WASHINGTON — The director of the Secret Service publicly apologized for the first time Wednesday for a prostitution scandal that has rocked his agency as senior lawmakers strongly disputed his insistence that what unfolded last month in Cartagena, Colombia, occurred in isolation.
Part of the lawmakers' skepticism stemmed from fresh information they shared at the hearing, including allegations against Secret Service employees regarding nonconsensual sex, soliciting prostitutes on the streets of Washington and hotel parties with underage women during the 2002 Salt Lake City Olympics.
Mark Sullivan told a Senate panel, "I am deeply disappointed, and I apologize for the misconduct of these employees and the distraction that it has caused." Putting it more bluntly later, Sullivan said the employees involved "did some really dumb things."
But under questioning, Sullivan refused to say that the mid April incident was part of a broader agency culture that condones heavy drinking, partying and sex during the off-hours of security assignments.
Members of the Senate Homeland Security and Governmental Affairs Committee said evidence suggests that the scandal that unfolded in the hours before President Barack Obama arrived in Cartagena for a summit was part of a pattern.
Sullivan "has a difficult time coming to grips with the fact that he has a broader problem than just this one incident," Sen.
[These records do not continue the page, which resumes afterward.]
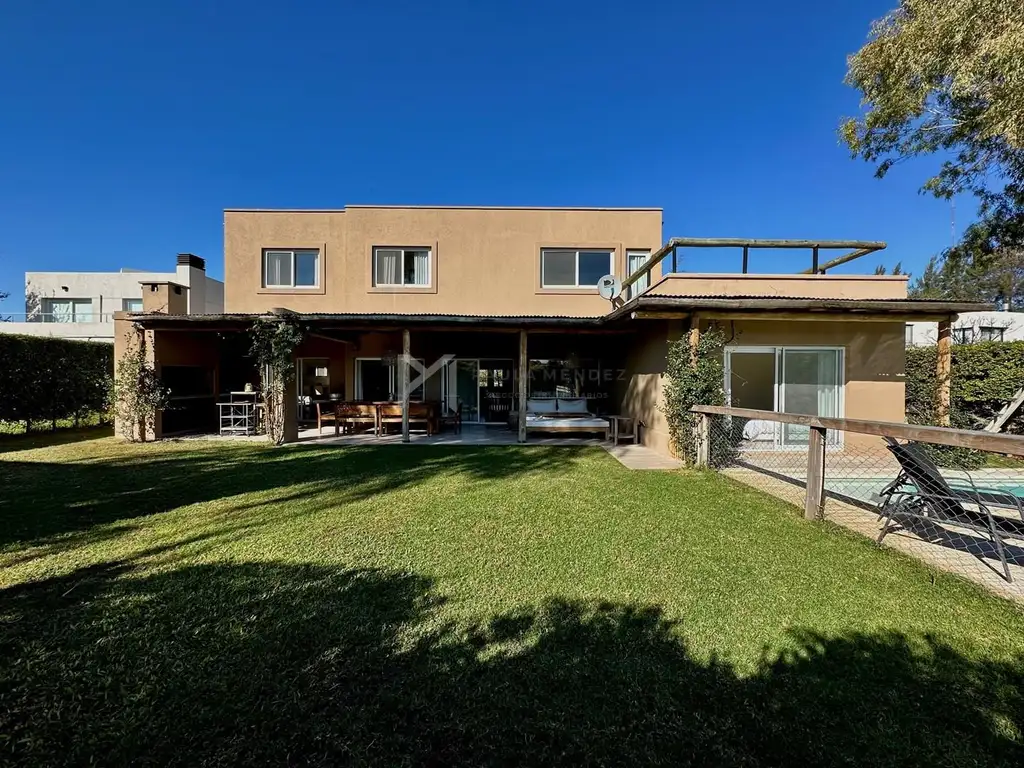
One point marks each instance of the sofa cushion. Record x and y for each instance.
(572, 406)
(541, 407)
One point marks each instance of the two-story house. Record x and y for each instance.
(499, 305)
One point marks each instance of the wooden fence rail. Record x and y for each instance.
(818, 425)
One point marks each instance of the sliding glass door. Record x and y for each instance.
(791, 380)
(810, 385)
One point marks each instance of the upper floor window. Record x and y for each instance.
(401, 266)
(298, 268)
(574, 268)
(634, 261)
(963, 335)
(67, 310)
(990, 333)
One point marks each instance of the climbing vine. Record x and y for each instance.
(273, 343)
(138, 393)
(694, 377)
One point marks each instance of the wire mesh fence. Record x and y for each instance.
(955, 508)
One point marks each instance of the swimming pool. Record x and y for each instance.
(868, 488)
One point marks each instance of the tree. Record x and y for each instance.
(986, 265)
(945, 77)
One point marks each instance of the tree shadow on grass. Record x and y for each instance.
(253, 664)
(40, 501)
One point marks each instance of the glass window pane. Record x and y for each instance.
(558, 268)
(82, 309)
(593, 266)
(306, 263)
(635, 260)
(386, 268)
(810, 386)
(278, 270)
(417, 267)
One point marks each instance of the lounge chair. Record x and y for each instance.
(922, 493)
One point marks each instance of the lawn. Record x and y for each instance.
(195, 602)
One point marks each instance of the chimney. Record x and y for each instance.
(164, 297)
(192, 273)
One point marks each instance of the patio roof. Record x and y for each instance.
(649, 306)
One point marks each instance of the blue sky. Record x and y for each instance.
(127, 127)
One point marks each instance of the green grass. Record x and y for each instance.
(196, 602)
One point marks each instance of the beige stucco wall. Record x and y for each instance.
(485, 261)
(873, 369)
(785, 286)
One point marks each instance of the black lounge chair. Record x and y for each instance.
(922, 493)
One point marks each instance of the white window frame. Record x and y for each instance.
(836, 437)
(577, 251)
(47, 307)
(406, 250)
(293, 251)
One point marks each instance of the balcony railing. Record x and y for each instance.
(56, 317)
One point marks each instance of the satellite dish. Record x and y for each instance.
(609, 287)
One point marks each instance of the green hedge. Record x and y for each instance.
(47, 380)
(984, 377)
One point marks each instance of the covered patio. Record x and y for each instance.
(378, 377)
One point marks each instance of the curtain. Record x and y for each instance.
(61, 311)
(637, 260)
(421, 263)
(387, 266)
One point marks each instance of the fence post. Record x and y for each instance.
(814, 501)
(704, 440)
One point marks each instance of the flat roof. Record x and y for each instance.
(634, 309)
(441, 208)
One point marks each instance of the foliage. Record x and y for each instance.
(273, 343)
(943, 77)
(692, 381)
(138, 393)
(898, 269)
(986, 265)
(44, 379)
(333, 606)
(984, 378)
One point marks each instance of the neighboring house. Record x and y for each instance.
(486, 298)
(81, 305)
(971, 328)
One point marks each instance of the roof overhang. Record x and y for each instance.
(641, 308)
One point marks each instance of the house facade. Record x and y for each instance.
(499, 308)
(81, 305)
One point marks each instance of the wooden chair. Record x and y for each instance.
(452, 418)
(326, 414)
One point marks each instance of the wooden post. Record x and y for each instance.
(704, 440)
(694, 338)
(523, 385)
(814, 501)
(943, 371)
(406, 353)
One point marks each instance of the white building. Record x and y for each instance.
(971, 328)
(81, 305)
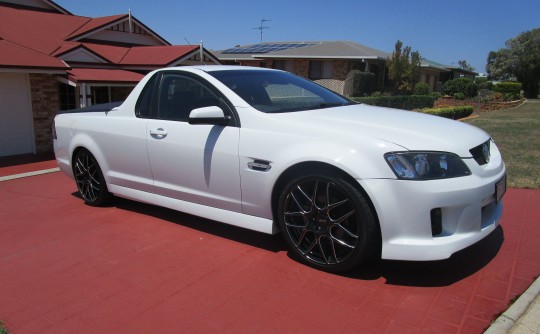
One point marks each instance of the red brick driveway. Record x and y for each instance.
(133, 268)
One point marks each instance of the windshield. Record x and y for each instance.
(277, 91)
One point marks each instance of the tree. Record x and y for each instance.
(464, 65)
(404, 68)
(519, 60)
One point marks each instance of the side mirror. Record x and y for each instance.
(212, 115)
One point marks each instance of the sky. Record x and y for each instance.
(442, 31)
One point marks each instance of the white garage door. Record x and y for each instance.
(16, 129)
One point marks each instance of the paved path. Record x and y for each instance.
(133, 268)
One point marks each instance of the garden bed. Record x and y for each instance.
(445, 102)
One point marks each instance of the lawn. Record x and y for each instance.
(517, 134)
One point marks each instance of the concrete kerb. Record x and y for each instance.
(39, 172)
(513, 315)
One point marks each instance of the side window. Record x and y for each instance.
(143, 108)
(179, 95)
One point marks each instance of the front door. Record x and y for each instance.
(194, 163)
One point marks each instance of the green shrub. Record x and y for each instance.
(451, 112)
(421, 88)
(484, 84)
(510, 90)
(472, 89)
(464, 86)
(363, 83)
(459, 96)
(407, 102)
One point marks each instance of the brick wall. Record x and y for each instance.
(44, 92)
(340, 69)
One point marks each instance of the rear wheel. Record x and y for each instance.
(327, 222)
(89, 179)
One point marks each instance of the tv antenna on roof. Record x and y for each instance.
(262, 27)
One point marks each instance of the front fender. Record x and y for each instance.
(364, 161)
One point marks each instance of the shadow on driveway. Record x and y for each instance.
(401, 273)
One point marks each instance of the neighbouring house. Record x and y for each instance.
(433, 74)
(53, 60)
(329, 63)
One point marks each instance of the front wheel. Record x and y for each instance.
(327, 222)
(89, 178)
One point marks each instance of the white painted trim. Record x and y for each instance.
(31, 70)
(85, 52)
(262, 56)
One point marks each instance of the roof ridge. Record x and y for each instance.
(36, 52)
(112, 18)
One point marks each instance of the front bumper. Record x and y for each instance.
(467, 204)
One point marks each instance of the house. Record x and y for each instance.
(53, 60)
(329, 63)
(433, 74)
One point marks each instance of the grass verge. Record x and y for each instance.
(517, 134)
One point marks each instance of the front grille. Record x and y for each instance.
(482, 153)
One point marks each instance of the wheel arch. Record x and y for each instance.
(85, 142)
(318, 167)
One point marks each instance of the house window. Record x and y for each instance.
(66, 96)
(100, 95)
(320, 70)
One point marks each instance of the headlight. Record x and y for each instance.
(426, 165)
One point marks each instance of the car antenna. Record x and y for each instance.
(201, 53)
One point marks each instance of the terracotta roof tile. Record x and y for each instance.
(43, 32)
(94, 24)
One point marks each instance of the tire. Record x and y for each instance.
(327, 223)
(89, 179)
Susan Collins, R-Maine, the panel's ranking Republican, said after the hearing.
Still, Collins, committee chairman Joseph Lieberman, I-Conn., and other senators said Sullivan should remain as director.
Lieberman pressed Sullivan and Homeland Security Acting Inspector General Charles Edwards during the hearing for details of 64 misconduct allegations against the Secret Service submitted in the past five years.
Lieberman said other misconduct cases involved employees who sent sexually explicit e-mails or other material on government computers and at least 30 cases involving alcohol or charges of driving under the influence.
Edwards said he is launching a separate, independent investigation that will involve interviews with the 12 employees implicated in the Colombia scandal. The new probe also will review whether Sullivan's internal investigation was rushed or whether the move to oust most of the men involved in the scandal was proper, the Washington Post reported.